Measurement of cell viability using CCK8 assay
Cell viability was determined by CCK8 assay following manufactory’s manual. Cells were plated at the density of 104 cells per well in 24-well plates in 500 μl DMEM. After the indicated treatment, CCK8 reagents (Beyotime Biotechnology) were added to the culture medium for 2–3 h. Then the optical densities of the wells were read on a microplate reader at 450 nm. The percentage of viability was calculated by the ratio of experimental cells to normal cells.

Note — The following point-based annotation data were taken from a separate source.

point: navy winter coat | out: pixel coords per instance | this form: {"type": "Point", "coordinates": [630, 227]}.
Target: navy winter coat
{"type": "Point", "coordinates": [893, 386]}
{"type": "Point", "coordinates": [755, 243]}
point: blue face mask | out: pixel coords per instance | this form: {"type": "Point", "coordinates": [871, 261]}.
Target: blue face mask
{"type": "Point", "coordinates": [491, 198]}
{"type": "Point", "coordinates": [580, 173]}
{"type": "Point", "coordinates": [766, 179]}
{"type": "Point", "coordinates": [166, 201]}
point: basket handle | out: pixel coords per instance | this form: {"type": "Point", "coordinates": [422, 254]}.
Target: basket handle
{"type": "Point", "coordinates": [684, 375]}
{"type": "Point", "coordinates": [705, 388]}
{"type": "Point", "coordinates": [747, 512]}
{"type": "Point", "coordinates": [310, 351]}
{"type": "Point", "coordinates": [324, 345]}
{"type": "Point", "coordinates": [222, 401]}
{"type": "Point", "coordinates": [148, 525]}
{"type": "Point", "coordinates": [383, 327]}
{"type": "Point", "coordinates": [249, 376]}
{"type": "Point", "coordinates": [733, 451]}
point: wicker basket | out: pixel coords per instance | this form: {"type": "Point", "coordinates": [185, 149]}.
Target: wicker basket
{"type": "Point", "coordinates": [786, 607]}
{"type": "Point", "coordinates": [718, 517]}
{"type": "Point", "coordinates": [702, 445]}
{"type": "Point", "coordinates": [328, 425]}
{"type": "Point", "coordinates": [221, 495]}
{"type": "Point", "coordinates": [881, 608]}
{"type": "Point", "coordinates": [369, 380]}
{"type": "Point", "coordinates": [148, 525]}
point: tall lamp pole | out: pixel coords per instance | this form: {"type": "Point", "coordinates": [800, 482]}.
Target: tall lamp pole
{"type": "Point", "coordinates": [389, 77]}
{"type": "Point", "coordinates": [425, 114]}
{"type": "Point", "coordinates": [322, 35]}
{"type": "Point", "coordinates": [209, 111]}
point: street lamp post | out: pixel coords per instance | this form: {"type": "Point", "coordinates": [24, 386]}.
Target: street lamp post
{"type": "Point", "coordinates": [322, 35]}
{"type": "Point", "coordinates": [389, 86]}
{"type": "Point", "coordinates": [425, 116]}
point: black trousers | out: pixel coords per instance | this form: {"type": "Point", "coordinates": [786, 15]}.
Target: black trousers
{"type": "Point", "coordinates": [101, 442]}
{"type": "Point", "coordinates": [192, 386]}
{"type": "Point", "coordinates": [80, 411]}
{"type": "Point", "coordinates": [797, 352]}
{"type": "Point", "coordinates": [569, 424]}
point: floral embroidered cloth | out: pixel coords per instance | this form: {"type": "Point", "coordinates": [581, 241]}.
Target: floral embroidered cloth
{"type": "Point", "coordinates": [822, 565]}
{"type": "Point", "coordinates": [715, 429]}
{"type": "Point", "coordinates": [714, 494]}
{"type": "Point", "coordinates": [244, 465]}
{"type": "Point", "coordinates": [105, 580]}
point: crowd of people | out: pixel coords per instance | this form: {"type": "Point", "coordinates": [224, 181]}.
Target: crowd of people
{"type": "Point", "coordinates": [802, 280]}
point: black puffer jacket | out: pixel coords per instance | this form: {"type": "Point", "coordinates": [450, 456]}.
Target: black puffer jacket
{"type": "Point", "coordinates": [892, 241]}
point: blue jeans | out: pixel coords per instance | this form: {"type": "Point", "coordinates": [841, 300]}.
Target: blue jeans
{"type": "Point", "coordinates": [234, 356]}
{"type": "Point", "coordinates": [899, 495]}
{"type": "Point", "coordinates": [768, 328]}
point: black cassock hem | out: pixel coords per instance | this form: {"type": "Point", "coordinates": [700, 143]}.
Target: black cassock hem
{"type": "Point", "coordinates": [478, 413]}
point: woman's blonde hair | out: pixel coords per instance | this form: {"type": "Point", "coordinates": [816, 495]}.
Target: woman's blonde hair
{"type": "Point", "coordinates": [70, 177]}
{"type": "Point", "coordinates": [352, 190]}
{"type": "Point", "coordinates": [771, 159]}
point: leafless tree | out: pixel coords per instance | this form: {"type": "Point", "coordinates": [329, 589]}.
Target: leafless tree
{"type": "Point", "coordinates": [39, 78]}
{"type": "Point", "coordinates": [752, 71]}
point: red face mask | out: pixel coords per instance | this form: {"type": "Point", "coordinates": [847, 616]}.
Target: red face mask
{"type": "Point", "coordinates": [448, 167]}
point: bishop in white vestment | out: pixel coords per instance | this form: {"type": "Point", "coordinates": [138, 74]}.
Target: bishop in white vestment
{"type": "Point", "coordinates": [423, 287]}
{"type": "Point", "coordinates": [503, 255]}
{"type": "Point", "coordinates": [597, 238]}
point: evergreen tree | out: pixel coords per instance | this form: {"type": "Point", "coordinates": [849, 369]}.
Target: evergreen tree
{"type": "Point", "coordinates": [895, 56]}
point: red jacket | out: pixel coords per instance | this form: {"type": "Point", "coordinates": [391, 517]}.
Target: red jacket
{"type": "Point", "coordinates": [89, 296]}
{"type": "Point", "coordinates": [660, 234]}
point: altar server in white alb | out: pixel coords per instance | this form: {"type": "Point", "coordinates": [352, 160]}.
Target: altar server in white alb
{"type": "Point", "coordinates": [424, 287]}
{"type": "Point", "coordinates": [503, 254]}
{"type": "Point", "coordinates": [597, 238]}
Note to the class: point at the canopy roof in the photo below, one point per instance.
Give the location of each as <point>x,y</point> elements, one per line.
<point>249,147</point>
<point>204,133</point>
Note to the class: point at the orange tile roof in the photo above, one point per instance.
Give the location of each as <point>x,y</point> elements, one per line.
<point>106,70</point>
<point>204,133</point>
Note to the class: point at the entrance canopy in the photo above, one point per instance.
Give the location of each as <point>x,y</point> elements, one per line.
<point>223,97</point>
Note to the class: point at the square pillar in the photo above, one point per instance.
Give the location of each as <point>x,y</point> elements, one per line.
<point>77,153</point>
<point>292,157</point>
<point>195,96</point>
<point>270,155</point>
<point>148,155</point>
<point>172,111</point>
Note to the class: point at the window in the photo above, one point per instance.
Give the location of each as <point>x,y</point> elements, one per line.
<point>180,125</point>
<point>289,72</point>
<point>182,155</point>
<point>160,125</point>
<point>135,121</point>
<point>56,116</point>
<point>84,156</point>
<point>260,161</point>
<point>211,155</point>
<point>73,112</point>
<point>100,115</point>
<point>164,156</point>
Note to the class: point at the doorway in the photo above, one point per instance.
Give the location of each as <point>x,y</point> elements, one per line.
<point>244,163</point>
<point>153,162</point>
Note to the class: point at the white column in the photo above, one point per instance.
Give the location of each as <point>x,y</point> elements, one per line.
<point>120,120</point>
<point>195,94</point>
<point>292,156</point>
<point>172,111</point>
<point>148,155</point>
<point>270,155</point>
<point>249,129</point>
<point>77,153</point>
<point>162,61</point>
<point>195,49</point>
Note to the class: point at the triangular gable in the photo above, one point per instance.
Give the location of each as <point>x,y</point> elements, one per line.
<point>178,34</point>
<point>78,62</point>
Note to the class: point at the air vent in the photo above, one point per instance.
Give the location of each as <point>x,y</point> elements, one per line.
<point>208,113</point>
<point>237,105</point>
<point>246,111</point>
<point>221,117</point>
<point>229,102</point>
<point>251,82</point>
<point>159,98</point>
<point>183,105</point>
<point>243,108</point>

Annexin V/PI staining assay
The apoptosis of the SH-SY5Y cells was determined with Annexin V/propidium iodide (PI) staining kit by flow cytometry. Staining was performed based on the kit instructions. Briefly, after the indicated treatment, cells were collected and stained with Annexin V at room temperature for 30 min, then PI was added to each sample prior to flow cytometry analysis. Totally 10,000 cells were collected and analyzed using the FACS cytometer (BD Bioscience).
Subcellular fractionation
Cells were plated on 10 cm dishes until the density reached 70–80%; then, the cells were treated as indicated. At the end of the treatment, the cells were washed with PBS twice and lysed in 500 μl ice-cold hypotonic buffer (50 mM Tris-HCl, 137.5 mM NaCl, 0.5% Tritonx-100, 10% glycerol, 5 mM EDTA, supplemented with completed protease PMSF and phosphatase inhibitor cocktail) for 15 min and spun at 4 °C for 5 min at 500g. The supernatant (cytoplasmic fraction) was transferred to a new tube. Totally, 100 μl ice-cold hypotonic buffer was added to the pellet and centrifuged at 4 °C for 5 min at 500g. Next, 100 μl 2% SDS in RIPA supplemented with protease PMSF and phosphatase inhibitor cocktail was added to the rest of the pellet and sonicated on ice for 5 min. The rest of the homogenate was spun at 4 °C for 30 min at 12,500 rpm. The concentration of protein was measured with BCA reagent (Beyotime Biotechnology). The samples were analyzed by Western blot.
Animals and treatments
Animal ethics
A 12-week-old C57BL/6J female mice (22–25 g) were used. All mice were kept under standard laboratory conditions. The experiment procedures were approved by the University of Macau Animal Research Ethics Committee with an ethical No. UMARE-051-2017, following the guidelines for the care and use of Laboratory animals43.
Animal treatments
Totally, 48 mice were randomly separated into 4 experimental groups: control (or sham, drug vehicle, 10% Solutol HS 15); 6-OHDA/AA (drug vehicle, 10% Solutol HS 15), Torin 1 (5 mg kg−1, 10% Solutol HS 15); C1 (10 mg kg−1, 10% Solutol HS 15), with 12 mice in each group. The sample size in each group is enough for the behavioral test and the following biochemical analysis. Mice were pretreated with drugs (Torin 1 or C1) or drug vehicle by intraperitoneal administration daily for 5 days before lesion.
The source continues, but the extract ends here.